Above, Jeff explicitly separates inference and dynamic-ness. Unfortunately, later on he proceeds to imply that inference is a small step toward dynamic typing, which is stylistically true in principle but might mislead some readers into thinking inference has something to do with dynamic-ness, which it doesn’t.

Type Inference

Many languages, including C# (as shown above) and the next C++ standard (C++0x, shown below), provide type inference. C++0x does it via the repurposed auto keyword. For example, say you have an object m of type map<int,list<string>>, and you want to create an iterator to it:

map<int,list<string>>::iterator i = m.begin();// type is required in today’s C++, allowed in C++0x
auto i = m.begin();// type can be inferred in C++0x

How many times have you said to your compiler, “Compiler, you know the type already, why are you making me repeat it?!” Even the IDE can tell you what the type is when you hover over an expression.

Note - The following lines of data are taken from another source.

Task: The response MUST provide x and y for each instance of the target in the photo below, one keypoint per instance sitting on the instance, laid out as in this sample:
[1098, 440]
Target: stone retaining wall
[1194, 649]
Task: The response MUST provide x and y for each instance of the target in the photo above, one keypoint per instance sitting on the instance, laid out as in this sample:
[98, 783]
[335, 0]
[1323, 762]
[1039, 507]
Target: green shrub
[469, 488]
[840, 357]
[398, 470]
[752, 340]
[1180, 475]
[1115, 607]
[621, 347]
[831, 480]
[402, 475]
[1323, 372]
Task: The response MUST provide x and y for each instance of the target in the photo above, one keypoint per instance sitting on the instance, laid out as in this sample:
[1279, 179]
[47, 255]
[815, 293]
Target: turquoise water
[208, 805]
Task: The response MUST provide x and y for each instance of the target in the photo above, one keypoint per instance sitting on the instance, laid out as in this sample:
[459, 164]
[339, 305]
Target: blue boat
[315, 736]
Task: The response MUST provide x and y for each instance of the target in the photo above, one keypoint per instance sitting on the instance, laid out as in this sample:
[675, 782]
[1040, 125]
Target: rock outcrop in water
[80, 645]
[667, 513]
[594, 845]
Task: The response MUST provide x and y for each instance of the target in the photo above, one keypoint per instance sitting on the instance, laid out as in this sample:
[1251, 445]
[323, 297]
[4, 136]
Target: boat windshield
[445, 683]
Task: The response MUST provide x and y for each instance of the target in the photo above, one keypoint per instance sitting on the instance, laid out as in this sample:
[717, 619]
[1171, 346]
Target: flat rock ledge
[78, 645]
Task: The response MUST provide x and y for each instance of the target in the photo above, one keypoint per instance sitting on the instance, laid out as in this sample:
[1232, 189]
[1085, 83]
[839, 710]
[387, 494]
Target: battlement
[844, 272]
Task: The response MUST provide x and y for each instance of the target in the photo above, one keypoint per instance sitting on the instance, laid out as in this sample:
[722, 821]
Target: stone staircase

Well, in C++0x you won’t have to any more, which is often niftily convenient. This gets increasingly important as we don’t want to, or can’t, write out the type ourselves, because we have:

  • types with more complicated names
  • types without names (or hard-to-find names)
  • types held most conveniently via an indirection

In particular, consider that C++0x lambda functions generate a function object whose type you generally can’t spell, so if you want to hold that function object and don’t have auto then you generally have to use an indirection:

function<void(void)> f = [] { DoSomething(); };
auto f = [] { DoSomething(); };
// hold via a wrapper — requires indirection
// infer the type and bind directly

Note that the last line above is more efficient than the C equivalent using a pointer to function, because C++ lets you inline everything. For more on this, see Item 46 in Scott Meyers’ Effective STL on why it’s preferable to use function objects rather than functions, because (counterintuitively) they’re more efficient.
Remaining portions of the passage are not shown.